Mladen Kolar, University of Southern California
For important contributions to time-varying and robust graphical modeling, inference and optimization; and for excellence in mentoring of students and junior researchers.
Takashi Kumagai, Waseda University
For groundbreaking work on heat kernels, in particular of jump processes, on metric spaces and graphs.
Bo Li, Washington University in St. Louis
For significant contributions to the theory, methodology, and application of spatial and environmental statistics, particularly by bridging the fields of statistics, climate science, and human health.
Yi Li, University of Michigan
For outstanding contributions to statistics, including in survival analysis, high-dimensional inference, machine learning, spatial data analysis, and measurement error modeling; for outstanding mentoring and teaching; and for excellent service to the statistics profession.

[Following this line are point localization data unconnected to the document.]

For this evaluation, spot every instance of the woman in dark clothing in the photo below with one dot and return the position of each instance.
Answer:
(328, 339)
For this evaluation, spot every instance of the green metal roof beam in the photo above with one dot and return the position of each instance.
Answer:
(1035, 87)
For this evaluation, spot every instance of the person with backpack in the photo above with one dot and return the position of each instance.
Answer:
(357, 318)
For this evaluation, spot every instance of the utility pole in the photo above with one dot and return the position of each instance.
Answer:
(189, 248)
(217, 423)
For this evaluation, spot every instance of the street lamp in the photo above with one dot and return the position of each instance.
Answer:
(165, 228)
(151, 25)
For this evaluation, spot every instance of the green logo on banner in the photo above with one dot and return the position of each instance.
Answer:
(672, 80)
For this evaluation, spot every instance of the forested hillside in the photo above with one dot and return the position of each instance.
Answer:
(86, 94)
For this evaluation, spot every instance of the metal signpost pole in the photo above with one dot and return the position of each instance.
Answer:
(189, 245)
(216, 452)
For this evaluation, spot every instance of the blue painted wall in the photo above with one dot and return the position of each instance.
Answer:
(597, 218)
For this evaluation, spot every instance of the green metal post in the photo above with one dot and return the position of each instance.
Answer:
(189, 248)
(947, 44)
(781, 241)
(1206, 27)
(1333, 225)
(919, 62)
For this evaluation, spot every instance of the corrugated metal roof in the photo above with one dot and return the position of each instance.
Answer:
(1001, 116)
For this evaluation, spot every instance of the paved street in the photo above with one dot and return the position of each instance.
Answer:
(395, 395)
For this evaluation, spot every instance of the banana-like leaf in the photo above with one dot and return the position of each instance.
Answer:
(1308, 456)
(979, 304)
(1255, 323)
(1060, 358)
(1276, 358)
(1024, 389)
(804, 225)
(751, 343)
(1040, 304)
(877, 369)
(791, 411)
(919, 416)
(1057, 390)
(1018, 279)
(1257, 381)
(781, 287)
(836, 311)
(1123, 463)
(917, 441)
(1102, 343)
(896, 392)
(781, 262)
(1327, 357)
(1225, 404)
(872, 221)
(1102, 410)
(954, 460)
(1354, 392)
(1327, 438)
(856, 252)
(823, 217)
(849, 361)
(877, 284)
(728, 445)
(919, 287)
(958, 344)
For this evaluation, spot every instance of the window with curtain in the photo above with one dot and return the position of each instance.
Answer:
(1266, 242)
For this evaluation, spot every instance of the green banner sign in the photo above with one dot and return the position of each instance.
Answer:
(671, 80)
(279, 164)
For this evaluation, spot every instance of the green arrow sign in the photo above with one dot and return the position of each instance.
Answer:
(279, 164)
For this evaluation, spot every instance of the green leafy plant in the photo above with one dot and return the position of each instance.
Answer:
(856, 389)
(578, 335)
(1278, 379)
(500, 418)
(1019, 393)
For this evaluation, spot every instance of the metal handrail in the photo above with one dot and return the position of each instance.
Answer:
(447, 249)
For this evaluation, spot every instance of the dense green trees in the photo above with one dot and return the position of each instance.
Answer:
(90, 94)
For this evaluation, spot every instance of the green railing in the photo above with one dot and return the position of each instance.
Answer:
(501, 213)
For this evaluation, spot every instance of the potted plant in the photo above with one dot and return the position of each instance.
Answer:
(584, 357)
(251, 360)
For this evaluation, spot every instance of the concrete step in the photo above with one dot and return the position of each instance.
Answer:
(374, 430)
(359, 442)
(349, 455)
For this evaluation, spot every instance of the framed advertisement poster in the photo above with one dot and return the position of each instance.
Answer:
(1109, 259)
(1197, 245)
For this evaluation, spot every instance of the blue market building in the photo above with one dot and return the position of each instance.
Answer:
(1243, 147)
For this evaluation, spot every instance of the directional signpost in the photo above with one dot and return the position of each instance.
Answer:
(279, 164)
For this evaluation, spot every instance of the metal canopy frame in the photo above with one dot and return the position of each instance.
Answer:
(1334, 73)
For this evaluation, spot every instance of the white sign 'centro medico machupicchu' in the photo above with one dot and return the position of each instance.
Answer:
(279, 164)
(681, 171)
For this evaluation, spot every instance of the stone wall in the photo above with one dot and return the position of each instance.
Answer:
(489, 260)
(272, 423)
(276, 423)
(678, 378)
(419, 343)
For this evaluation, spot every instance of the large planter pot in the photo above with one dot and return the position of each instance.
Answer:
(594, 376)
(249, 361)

Gabor Lugosi, ICREA & Pompeu Fabra University
For pioneering contributions to statistical learning and high-dimensional probability.
Richard Nickl, University of Cambridge
For fundamental contributions to mathematical statistics, especially to nonparametric inference and Bayesian uncertainty quantification for infinite-dimensional inverse problems; and for sustained leadership, scholarship, and service to the statistical community.
Sharon-Lise Teresa Normand, Harvard Medical School
For the careful and inventive development and application of statistical methods in health policy, especially in cardiology; and for service, mentoring, and professional leadership in medical statistics.
Daniel Remenik, Universdad de Chile
For highly influential contributions to stochastic models with non-trivial spatial interactions, especially in the understanding of the Kardar-Parisi-Zhang universality class; and for service and leadership in the Latin America probability community.
Mykhaylo Shkolnikov, Carnegie Mellon University
For impactful contributions to probability theory, with applications in financial mathematics, mean-field games, and statistical physics; for distinguished contributions to mentoring and training; and for outstanding professional service.
Bharath Sriperumbudur, Pennsylvania State University
For fundamental contributions to the theory of reproducing kernel Hilbert space embeddings of probabilities, their applications to nonparametric statistics, statistical machine learning, and optimal transport; and for dedicated service to the profession.
Junhui Wang, The Chinese University of Hong Kong
For outstanding contributions to statistical machine learning; for dedicated mentorship of students and young statisticians; and for exemplary services to the profession.
Shuheng Zhou, University of California, Riverside
For important fundamental contributions to high-dimensional statistics, differential privacy, graphical models and compressed sensing.